In an op-ed for The Hill, investigative journalist John Solomon surmises that the FBI under the leadership of Director Christopher Wray looks as if it is attempting to block the public from knowledge of the machinations FBI operatives committed to target Donald Trump during the 2016 election.
Solomon notes that the FBI is stonewalling the release of documents authored by British intelligence operative Christopher Steele that the FBI received from the State Department (which Hillary Clinton headed at the time). Those documents have been requested by Citizens United relying on the Freedom of Information Act.
Solomon write that an FBI assistant section chief stated of former Deputy Assistant Secretary Kathleen Kavalec’s documents, “We know that terrorist organizations and other hostile or foreign intelligence groups have the capacity and ability to gather information from myriad sources, analyze it and deduce means and methods from disparate details to defeat the U.S. government’s collection efforts,” adding that the FBI shouldn’t “jeopardize the fragile relationships that exist between the United States and certain foreign governments.”
Solomon added the FBI said, “FBI special agents have privacy interests from unnecessary, unofficial questioning as to the conduct of investigations and other FBI business.”
Solomon points out that 1) Steele’s “research he provided to State and the FBI in fall 2016 was being provided to Clinton and the Democratic National Committee, and to the media,” and 2) Steele was fired from the FBI Nov. 1, 2016, for leaking information, so claiming the need for secrecy, privacy or classification makes no sense.
Solomon posits that the FBI’s agents “knew derogatory information about Steele and his work before they used his dossier to support a surveillance warrant targeting the Trump campaign and failed to disclose that information to the Foreign Intelligence Surveillance Court (FISC).”
Solomon cites one five-page memo that Kavalec downloaded from Steele which she forwarded to then-FBI section chief Steven Laycock, and claims his (Solomon’s) sources perused it, finding a claim that “Steele and some liberals spread late in the 2016 campaign that unusual computer pings between a Trump Tower server and Alfa Bank in Russia might be a secret communication channel by which Trump and Vladimir Putin were hijacking the election.”
But Solomon adds that the information was debunked by no less a personage than special counsel Robert Mueller.

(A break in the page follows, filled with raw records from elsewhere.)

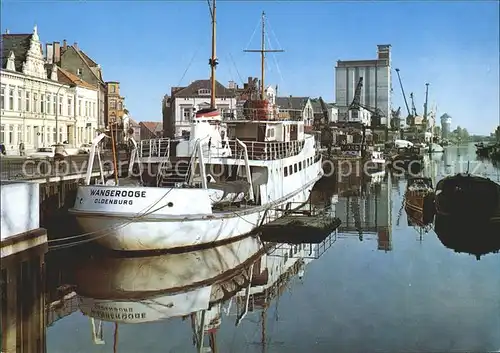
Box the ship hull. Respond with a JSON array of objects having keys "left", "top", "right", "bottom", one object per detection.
[{"left": 70, "top": 163, "right": 323, "bottom": 251}]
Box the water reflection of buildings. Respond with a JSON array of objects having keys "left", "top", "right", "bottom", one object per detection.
[
  {"left": 332, "top": 173, "right": 393, "bottom": 251},
  {"left": 1, "top": 243, "right": 47, "bottom": 353}
]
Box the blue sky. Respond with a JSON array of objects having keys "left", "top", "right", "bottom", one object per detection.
[{"left": 2, "top": 0, "right": 499, "bottom": 134}]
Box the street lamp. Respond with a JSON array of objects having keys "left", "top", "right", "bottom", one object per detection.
[{"left": 54, "top": 83, "right": 75, "bottom": 155}]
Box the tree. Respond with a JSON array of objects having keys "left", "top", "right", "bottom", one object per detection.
[{"left": 450, "top": 126, "right": 470, "bottom": 142}]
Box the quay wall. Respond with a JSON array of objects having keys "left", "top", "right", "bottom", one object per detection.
[{"left": 1, "top": 181, "right": 41, "bottom": 239}]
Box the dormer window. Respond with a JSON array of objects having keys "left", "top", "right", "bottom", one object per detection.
[
  {"left": 198, "top": 89, "right": 211, "bottom": 96},
  {"left": 77, "top": 68, "right": 83, "bottom": 76}
]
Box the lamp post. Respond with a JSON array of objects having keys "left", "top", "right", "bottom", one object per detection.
[
  {"left": 55, "top": 83, "right": 75, "bottom": 145},
  {"left": 55, "top": 84, "right": 64, "bottom": 145}
]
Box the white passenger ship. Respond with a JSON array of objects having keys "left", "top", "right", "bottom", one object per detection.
[{"left": 69, "top": 3, "right": 323, "bottom": 251}]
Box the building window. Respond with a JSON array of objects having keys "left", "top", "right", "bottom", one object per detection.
[
  {"left": 8, "top": 125, "right": 13, "bottom": 143},
  {"left": 183, "top": 108, "right": 192, "bottom": 121},
  {"left": 26, "top": 126, "right": 31, "bottom": 144},
  {"left": 33, "top": 93, "right": 38, "bottom": 113},
  {"left": 53, "top": 128, "right": 57, "bottom": 143},
  {"left": 25, "top": 92, "right": 30, "bottom": 112},
  {"left": 110, "top": 100, "right": 116, "bottom": 109},
  {"left": 78, "top": 100, "right": 82, "bottom": 116},
  {"left": 59, "top": 127, "right": 63, "bottom": 143},
  {"left": 67, "top": 97, "right": 73, "bottom": 116},
  {"left": 0, "top": 125, "right": 4, "bottom": 143},
  {"left": 85, "top": 101, "right": 88, "bottom": 116},
  {"left": 17, "top": 125, "right": 22, "bottom": 143},
  {"left": 0, "top": 86, "right": 5, "bottom": 110},
  {"left": 77, "top": 68, "right": 83, "bottom": 76},
  {"left": 17, "top": 89, "right": 22, "bottom": 111},
  {"left": 92, "top": 102, "right": 96, "bottom": 117},
  {"left": 198, "top": 89, "right": 210, "bottom": 96},
  {"left": 46, "top": 94, "right": 51, "bottom": 114},
  {"left": 41, "top": 94, "right": 45, "bottom": 113},
  {"left": 53, "top": 95, "right": 56, "bottom": 114},
  {"left": 59, "top": 95, "right": 63, "bottom": 115},
  {"left": 110, "top": 85, "right": 116, "bottom": 93},
  {"left": 8, "top": 88, "right": 14, "bottom": 110}
]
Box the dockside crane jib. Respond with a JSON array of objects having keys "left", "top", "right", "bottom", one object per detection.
[
  {"left": 347, "top": 76, "right": 386, "bottom": 128},
  {"left": 394, "top": 68, "right": 412, "bottom": 125}
]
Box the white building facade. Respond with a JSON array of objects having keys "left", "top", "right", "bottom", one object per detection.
[
  {"left": 170, "top": 80, "right": 237, "bottom": 137},
  {"left": 0, "top": 26, "right": 98, "bottom": 155},
  {"left": 335, "top": 44, "right": 392, "bottom": 126}
]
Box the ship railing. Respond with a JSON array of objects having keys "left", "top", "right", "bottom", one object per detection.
[
  {"left": 203, "top": 139, "right": 305, "bottom": 160},
  {"left": 139, "top": 138, "right": 170, "bottom": 159}
]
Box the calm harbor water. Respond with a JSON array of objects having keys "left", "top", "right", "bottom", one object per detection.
[{"left": 2, "top": 143, "right": 499, "bottom": 353}]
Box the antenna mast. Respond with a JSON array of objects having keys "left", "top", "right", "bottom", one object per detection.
[
  {"left": 208, "top": 0, "right": 218, "bottom": 109},
  {"left": 244, "top": 11, "right": 284, "bottom": 100}
]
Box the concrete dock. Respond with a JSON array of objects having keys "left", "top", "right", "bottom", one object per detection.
[{"left": 1, "top": 181, "right": 48, "bottom": 258}]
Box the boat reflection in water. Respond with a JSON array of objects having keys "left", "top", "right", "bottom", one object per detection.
[
  {"left": 434, "top": 215, "right": 500, "bottom": 260},
  {"left": 75, "top": 235, "right": 268, "bottom": 351},
  {"left": 229, "top": 238, "right": 335, "bottom": 349}
]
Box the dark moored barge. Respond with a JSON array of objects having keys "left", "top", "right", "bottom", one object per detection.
[{"left": 435, "top": 173, "right": 500, "bottom": 222}]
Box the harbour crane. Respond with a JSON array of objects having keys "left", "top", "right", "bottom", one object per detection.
[
  {"left": 347, "top": 77, "right": 386, "bottom": 127},
  {"left": 410, "top": 92, "right": 418, "bottom": 118},
  {"left": 394, "top": 68, "right": 413, "bottom": 126},
  {"left": 316, "top": 96, "right": 334, "bottom": 154},
  {"left": 423, "top": 83, "right": 430, "bottom": 129}
]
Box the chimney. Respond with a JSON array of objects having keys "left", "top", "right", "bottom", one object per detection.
[
  {"left": 73, "top": 42, "right": 78, "bottom": 50},
  {"left": 5, "top": 29, "right": 9, "bottom": 34},
  {"left": 46, "top": 43, "right": 54, "bottom": 64},
  {"left": 53, "top": 41, "right": 61, "bottom": 64},
  {"left": 63, "top": 39, "right": 67, "bottom": 49}
]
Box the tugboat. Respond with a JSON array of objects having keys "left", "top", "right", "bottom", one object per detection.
[
  {"left": 435, "top": 173, "right": 500, "bottom": 222},
  {"left": 404, "top": 177, "right": 435, "bottom": 225}
]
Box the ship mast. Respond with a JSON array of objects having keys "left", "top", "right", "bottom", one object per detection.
[
  {"left": 208, "top": 0, "right": 218, "bottom": 109},
  {"left": 244, "top": 11, "right": 283, "bottom": 100}
]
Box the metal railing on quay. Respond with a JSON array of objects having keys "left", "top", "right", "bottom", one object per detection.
[{"left": 0, "top": 152, "right": 128, "bottom": 181}]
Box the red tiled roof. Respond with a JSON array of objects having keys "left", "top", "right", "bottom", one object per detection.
[
  {"left": 140, "top": 121, "right": 163, "bottom": 133},
  {"left": 57, "top": 67, "right": 97, "bottom": 90}
]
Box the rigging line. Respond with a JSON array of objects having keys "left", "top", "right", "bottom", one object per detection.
[
  {"left": 244, "top": 16, "right": 262, "bottom": 51},
  {"left": 263, "top": 30, "right": 286, "bottom": 102},
  {"left": 176, "top": 34, "right": 208, "bottom": 87},
  {"left": 265, "top": 17, "right": 283, "bottom": 54},
  {"left": 207, "top": 0, "right": 213, "bottom": 20},
  {"left": 265, "top": 31, "right": 284, "bottom": 85},
  {"left": 226, "top": 53, "right": 235, "bottom": 82},
  {"left": 228, "top": 52, "right": 245, "bottom": 86}
]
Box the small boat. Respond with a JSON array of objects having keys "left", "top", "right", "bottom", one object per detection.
[
  {"left": 475, "top": 142, "right": 495, "bottom": 157},
  {"left": 427, "top": 143, "right": 444, "bottom": 153},
  {"left": 368, "top": 150, "right": 386, "bottom": 170},
  {"left": 389, "top": 146, "right": 423, "bottom": 173},
  {"left": 404, "top": 177, "right": 435, "bottom": 225},
  {"left": 435, "top": 174, "right": 500, "bottom": 222}
]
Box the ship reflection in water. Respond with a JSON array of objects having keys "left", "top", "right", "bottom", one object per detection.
[
  {"left": 434, "top": 215, "right": 500, "bottom": 260},
  {"left": 2, "top": 145, "right": 499, "bottom": 353}
]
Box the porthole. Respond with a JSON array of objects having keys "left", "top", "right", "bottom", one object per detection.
[{"left": 167, "top": 202, "right": 174, "bottom": 207}]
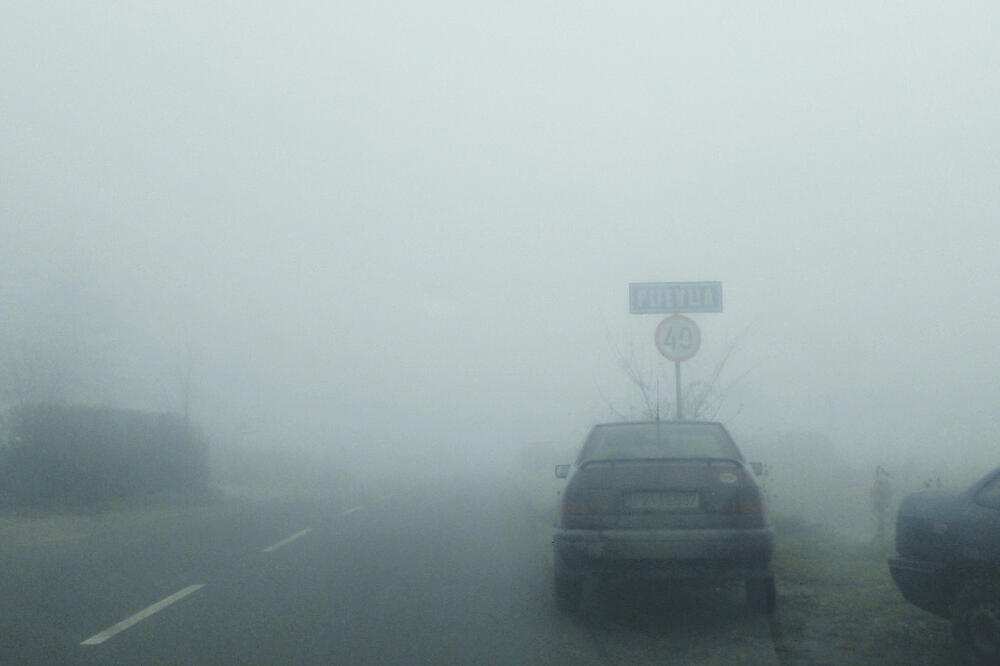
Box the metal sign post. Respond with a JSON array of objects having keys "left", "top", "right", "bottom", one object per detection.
[
  {"left": 654, "top": 314, "right": 701, "bottom": 419},
  {"left": 675, "top": 360, "right": 682, "bottom": 420}
]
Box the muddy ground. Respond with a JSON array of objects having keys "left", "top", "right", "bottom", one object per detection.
[{"left": 771, "top": 520, "right": 954, "bottom": 665}]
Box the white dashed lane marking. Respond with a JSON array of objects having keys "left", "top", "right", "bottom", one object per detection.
[
  {"left": 82, "top": 505, "right": 365, "bottom": 647},
  {"left": 262, "top": 528, "right": 312, "bottom": 553},
  {"left": 81, "top": 584, "right": 205, "bottom": 646}
]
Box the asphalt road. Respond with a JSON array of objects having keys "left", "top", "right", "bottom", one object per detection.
[{"left": 1, "top": 477, "right": 779, "bottom": 665}]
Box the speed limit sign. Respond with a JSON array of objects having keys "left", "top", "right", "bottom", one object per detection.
[{"left": 654, "top": 315, "right": 701, "bottom": 361}]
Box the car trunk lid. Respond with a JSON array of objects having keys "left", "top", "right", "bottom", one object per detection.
[{"left": 561, "top": 458, "right": 764, "bottom": 530}]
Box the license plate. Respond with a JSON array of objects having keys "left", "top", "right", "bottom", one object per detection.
[{"left": 625, "top": 491, "right": 699, "bottom": 511}]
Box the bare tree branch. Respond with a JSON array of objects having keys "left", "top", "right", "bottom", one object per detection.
[
  {"left": 608, "top": 325, "right": 750, "bottom": 422},
  {"left": 594, "top": 381, "right": 630, "bottom": 421}
]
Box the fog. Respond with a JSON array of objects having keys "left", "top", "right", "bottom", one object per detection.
[{"left": 4, "top": 2, "right": 1000, "bottom": 499}]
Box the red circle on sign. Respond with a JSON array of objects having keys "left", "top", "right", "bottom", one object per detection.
[{"left": 654, "top": 315, "right": 701, "bottom": 361}]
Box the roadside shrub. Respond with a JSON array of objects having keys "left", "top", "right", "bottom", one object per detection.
[{"left": 0, "top": 404, "right": 209, "bottom": 506}]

Solomon asks, “So if Mueller could talk about it and the information was transmitted in a non-classified manner, why would the FBI go to such lengths to fight its release?” He adds, “Eight days after Kavalec sent Laycock her annotated version of Steele’s Alfa Bank research, the FBI submitted to the FISC an application that won the agency permission to surveil former Trump campaign adviser Carter Page.”
Solomon concludes, “Claiming FBI agents have a privacy right to avoid facing hard questions, portraying public source documents as national secrets and doing the Muhammad Ali ‘rope-a-dope’ dance to thwart disclosure is not an acceptable alternative.”